Dritter Punkt: Das Transferzentrum in Ulm für Hirnforschung und lebenslanges Lernen – ein einmaliger Akzent in Deutschland. Wir nehmen ernst, was uns Naturwissenschaftler und Mediziner sagen, was wir an Wissen und an Erkenntnis, gerade aus den Neurowissenschaften, für die Lehrerbildung und für die pädagogische Entwicklung in unseren Schulen brauchen.

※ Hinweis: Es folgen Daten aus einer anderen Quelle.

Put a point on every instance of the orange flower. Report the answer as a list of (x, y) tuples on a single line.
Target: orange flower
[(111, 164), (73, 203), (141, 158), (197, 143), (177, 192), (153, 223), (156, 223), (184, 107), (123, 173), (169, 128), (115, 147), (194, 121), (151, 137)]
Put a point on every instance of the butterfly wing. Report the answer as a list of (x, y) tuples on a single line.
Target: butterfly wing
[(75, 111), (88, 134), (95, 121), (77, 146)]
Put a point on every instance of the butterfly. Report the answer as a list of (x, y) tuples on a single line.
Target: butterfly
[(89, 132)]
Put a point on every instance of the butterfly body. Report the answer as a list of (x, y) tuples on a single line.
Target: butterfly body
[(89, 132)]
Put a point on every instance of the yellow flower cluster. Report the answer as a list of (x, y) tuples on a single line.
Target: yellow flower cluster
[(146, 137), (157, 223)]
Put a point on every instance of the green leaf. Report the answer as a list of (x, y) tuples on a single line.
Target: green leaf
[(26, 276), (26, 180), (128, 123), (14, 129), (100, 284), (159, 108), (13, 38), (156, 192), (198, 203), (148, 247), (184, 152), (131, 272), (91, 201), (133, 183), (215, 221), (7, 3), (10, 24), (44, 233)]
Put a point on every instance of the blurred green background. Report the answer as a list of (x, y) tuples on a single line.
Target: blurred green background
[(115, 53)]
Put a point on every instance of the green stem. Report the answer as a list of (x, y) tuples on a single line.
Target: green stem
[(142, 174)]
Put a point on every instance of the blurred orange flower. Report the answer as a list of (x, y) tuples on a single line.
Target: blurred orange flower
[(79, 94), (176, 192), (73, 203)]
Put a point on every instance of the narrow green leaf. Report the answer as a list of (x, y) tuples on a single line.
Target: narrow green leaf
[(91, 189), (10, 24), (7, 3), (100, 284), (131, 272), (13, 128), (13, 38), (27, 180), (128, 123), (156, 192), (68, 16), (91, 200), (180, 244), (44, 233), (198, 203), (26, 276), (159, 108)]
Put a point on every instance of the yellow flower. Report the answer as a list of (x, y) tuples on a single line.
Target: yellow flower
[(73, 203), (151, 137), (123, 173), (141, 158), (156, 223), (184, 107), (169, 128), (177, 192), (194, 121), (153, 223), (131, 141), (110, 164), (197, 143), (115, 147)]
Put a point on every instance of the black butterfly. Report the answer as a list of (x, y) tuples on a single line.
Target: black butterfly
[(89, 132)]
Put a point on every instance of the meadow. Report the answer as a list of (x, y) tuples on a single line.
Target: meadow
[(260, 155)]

In pädagogischer Hinsicht ist auch wichtig, was während der Schulzeit nachmittags geboten wird. Wir nehmen in Baden-Württemberg die Forderung nach qualitativ hochstehenden Angeboten außerhalb der Schule ernst. Ich nenne, weil es in den anderen Reden auch genannt wurde, das Beispiel der Musikschulen. Wir sind in unserem Haushalt nicht mehr in der Lage, einzelne Positionen über Jahre und Jahrzehnte von Kürzungen auszunehmen, aber trotz der jetzigen Kürzung bei den Musikschulen gibt Baden-Württemberg für Musikschulen immer noch so viel aus
Wir fördern nicht nur die Musikschulen, sondern viele andere außerschulische Bildungswelten. Dazu gehören die Jugendarbeit, die Jugendbildung und die Jugendkunstschulen. Wir wollen nicht den Eindruck erwecken, dass Bildung nur in der Schule stattfinde. Wir wissen aus den internationalen Untersuchungen: Wichtig für den Erfolg von Schule sind auch überzeugende Bildungswelten um die Schule herum. Wichtig für die Arbeit der Schule ist auch, in anderen Räumen dieser Gesellschaft den Bildungs- und Erziehungsauftrag ernst zu nehmen.
Vierter und entscheidender Punkt – und damit sind wir bei einem neuen Kapitel in der Entwicklung unserer Schulen –: der Bildungsplan 2004 für alle Schularten, übrigens erstmalig mit einem gemeinsamen Einführungstext für alle Schularten, den Herr Professor von Hentig im Namen des Bildungsrats geschrieben hat. Das ist ein wichtiges Signal: Wir kultivieren kein Auseinanderdriften von Schularten; wir wollen Öffnung der Schularten füreinander, wir wollen Kooperation, wir bleiben auf dem Kurs, den wir eingeschlagen haben. Durchlässigkeit ist eine Frage der Gerechtigkeit, und sie muss deshalb gefördert werden.
Wir verbinden damit das, von dem ich überzeugt bin, dass es einer der beiden Schlüssel oder sogar der zentrale Schlüssel für die Umsteuerung des Bildungswesens im Sinne einer Qualitätsentwicklung in pädagogischer Hinsicht ist: Wir formulieren Standards.
Liebe Kolleginnen und Kollegen, zu dem Problembereich, auf den auch die IGLU-Studie aufmerksam macht, gehört, dass wir noch nicht wirklich gerecht sind, wenn es um die Benotung von Schülern geht und um die Frage, wer welche Empfehlung bekommt. Wir justieren später nach. Deshalb ist es umso wichtiger, neue Instrumente zu finden und Standards zu formulieren, mithilfe derer die Ergebnisse des Unterrichts bewertet werden können. Damit wird Unterricht vergleichbarer. Das ist also nicht nur in pädagogischer Hinsicht ein wichtiger Schritt, sondern auch ein wichtiger Schritt im Blick auf Gerechtigkeit und eine bessere Vergleichbarkeit in allen unseren Schulen.
Die Grünen haben gefordert – es ist eben noch einmal gesagt worden –: alle Pädagogen raus aus der Schulverwaltung und dem Ministerium. Ich habe mir überlegt, welche Vorstellung bei den Grünen von der Schulverwaltung in der Zukunft vorherrscht.
Es ist doch gerade so und wird auch gesagt: In Zukunft muss Schulverwaltung noch mehr von Pädagogik verstehen als in der Vergangenheit.
Wer nur ein bisschen von dem Prozess, in dem wir jetzt stecken, verstanden hat, der weiß, dass wir gute Pädagoginnen und Pädagogen in den Bereichen brauchen, in denen – und das ist Schulverwaltung in Zukunft – die Einhaltung von Standards, die Evaluation und die Selbstständigkeit der Schule gut begleitet und gut gefördert wird.